Ilha de Komodo fecha portas

A descoberta de um cartel que traficava dragões-de-komodo, os maiores lagartos do mundo, foi determinante para a decisão, tomada pelo Ministério do Meio Ambiente, de fechar a ilha. A este cartel foram apreendidos 41 animais, que estavam a ser vendidos no mercado negro, por valores que rondavam os 36 mil euros. Além dos répteis, o cartel tinha na sua posse várias espécies de mamíferos e aves ameaçadas, que eram vendidos através do Facebook.
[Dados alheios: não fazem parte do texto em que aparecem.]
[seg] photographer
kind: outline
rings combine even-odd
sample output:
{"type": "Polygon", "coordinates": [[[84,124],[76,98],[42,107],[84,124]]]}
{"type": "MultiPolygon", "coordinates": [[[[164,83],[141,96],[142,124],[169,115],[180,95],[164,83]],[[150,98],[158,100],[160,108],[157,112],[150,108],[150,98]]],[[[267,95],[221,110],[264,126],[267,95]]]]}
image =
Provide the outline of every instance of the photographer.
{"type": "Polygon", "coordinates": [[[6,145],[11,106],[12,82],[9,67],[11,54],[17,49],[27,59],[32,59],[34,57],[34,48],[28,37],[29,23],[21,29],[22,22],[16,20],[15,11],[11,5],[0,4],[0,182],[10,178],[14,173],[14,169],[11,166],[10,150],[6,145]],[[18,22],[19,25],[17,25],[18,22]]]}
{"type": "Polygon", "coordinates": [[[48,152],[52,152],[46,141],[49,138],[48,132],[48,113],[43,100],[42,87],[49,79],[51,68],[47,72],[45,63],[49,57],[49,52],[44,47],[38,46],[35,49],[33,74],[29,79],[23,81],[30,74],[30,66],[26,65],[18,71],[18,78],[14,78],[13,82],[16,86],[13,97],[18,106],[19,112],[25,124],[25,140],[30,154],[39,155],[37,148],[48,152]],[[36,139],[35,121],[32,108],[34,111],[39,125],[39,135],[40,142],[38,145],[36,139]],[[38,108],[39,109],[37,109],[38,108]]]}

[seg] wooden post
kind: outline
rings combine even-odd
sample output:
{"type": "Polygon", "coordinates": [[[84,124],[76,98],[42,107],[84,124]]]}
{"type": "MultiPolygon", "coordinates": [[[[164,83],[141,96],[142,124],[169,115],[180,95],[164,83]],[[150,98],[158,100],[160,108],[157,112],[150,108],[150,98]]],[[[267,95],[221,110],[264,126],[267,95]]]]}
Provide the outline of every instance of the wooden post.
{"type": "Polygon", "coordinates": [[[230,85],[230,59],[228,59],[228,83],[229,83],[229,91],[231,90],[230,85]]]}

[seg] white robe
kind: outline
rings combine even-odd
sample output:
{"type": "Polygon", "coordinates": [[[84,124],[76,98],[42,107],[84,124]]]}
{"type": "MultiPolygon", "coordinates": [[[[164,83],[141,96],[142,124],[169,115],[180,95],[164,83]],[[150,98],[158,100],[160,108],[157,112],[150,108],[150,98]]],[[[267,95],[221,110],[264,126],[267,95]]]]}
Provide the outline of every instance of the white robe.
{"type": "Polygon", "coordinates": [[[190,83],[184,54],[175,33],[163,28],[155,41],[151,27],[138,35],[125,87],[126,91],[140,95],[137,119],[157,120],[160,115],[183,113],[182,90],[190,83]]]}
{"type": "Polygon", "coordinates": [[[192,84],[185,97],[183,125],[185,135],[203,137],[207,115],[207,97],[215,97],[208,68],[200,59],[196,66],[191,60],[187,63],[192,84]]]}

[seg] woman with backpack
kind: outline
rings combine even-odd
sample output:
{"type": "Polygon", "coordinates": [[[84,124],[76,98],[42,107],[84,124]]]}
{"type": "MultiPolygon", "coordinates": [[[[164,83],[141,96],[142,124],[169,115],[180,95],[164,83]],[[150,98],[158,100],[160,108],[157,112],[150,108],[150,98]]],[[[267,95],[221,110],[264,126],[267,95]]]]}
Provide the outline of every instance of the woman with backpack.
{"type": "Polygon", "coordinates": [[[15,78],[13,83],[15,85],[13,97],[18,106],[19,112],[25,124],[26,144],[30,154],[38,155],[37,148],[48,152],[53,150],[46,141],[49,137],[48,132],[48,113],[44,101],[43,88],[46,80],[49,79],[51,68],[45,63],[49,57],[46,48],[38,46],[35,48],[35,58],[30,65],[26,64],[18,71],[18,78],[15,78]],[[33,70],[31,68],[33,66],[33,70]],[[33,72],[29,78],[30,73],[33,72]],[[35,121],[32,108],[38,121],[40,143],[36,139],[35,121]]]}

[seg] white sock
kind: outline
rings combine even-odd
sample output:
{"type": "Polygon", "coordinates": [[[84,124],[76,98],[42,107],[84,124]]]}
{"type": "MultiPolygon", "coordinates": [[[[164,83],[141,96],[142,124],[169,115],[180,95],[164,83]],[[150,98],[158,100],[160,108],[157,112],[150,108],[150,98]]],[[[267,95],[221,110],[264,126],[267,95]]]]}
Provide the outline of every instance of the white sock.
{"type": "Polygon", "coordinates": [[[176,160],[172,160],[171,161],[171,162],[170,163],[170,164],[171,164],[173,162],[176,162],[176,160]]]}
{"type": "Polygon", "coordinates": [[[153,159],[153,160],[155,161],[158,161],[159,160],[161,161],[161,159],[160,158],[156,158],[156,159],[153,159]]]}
O dragão-de-komodo é uma espécie em perigo e o Parque Nacional de Komodo é o seu último refúgio no habitat natural. Assim, a decisão de encerramento desta parte do Parque, por um período mínimo de 12 meses, foi tomada com vista a tentar evitar o tráfico e assim permitir maior controlo das populações selvagens, cujos números rondam os 5700 indivíduos.
Além dos colecionadores de animais exóticos, o contrabando destes animais deve-se à procura pelo seu couro e garras, utilizadas na indústria da moda e bijuteria, além da medicina tradicional chinesa. A sua saliva também é fonte de estudos pela indústria farmacêutica, por possuir notáveis propriedades antibacterianas.
O especialista em tráfico de animais selvagens da WWF, Crawford Allan, contesta esta medida, pois diz que terá um enorme impacto na economia local, muito ligado ao turismo, e apenas irá aumentar o valor dos dragões, aliciando ainda mais os traficantes.